Changes in pressures in our CSF model can be explained by the laws of hydrodynamics (22). When the cranial part of the model is elevated above the base of the stereotaxic apparatus, the pressure in the cranial part is decreased due to the downward pull of gravity. Such a gravitational «suction» lowers the pressure in the non-distensible cranial part of model. At the same time, the pressure in the spinal part rises due to the increase in the distance between the spinal cannula and “cervical” part of the model, ie, increase in the height of fluid column and consequent increase in the fluid pressure.
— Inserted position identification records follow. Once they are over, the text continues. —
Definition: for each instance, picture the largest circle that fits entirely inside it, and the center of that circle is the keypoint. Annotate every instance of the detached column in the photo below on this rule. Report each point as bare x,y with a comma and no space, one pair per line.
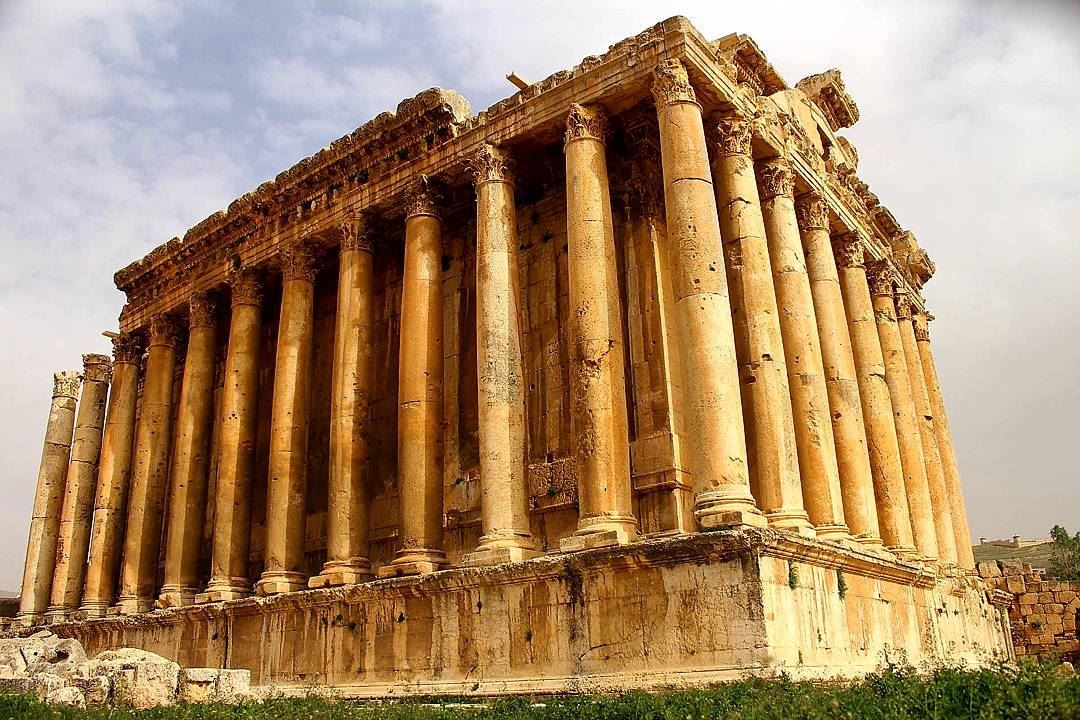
78,508
113,475
601,437
806,375
420,391
187,506
235,456
347,524
964,556
44,525
712,404
767,403
504,502
146,507
891,496
286,502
The pressure in the spinal part of the model does not increase as much as expected from the height of fluid column above the base. The spinal pressure in the horizontal position (a+0 cm) was 12 cm H2O, whereas it was 17 cm H2O in a+10 cm position. Thus, the pressure was increased only 5 cm H2O while according to hydrostatic height a increase of 10 cm H2O would be expected. This difference in the pressure can be ascribed to the distensibilty of the spinal part of the model, which can accommodate a larger fluid volume without the corresponding increase in the pressure as if would if the model were non-distensible. The fact that the same spinal pressure changes were observed in both the model and the cats suggests that spinal dura mater behaves similarly to the distensible rubber tube used in the model. Since the cranial part of the model and the cranial cavity in cats are non-distensible, they obviously cannot change their total volumes. Thus, our results indicate that when the cat’s head is elevated, the decrease in the intracranial pressure occurs due to the laws of fluid hydrodynamics rather than the displacement of the cranial CSF or blood to the parts of body with lower hydrostatic pressure as usually assumed. Observation that the gradient of pressure between cranial CSF and blood in dural sinuses does not change during different positions of head (23,24) support such interpretation of our data. Incompressibility of cranial osseous vault enables constant blood perfusion of brain despite sudden changes of head position in comparison to the body.

In conclusion, our results indicate that craniospinal CSF communication at foramen magnum enables maintenance of constant cranial CSF volume despite of changes of body position and CSF pressure.

Acknowledgment

This study was supported by grant No. 0108134 of the Ministry of Science and Technology of Croatia.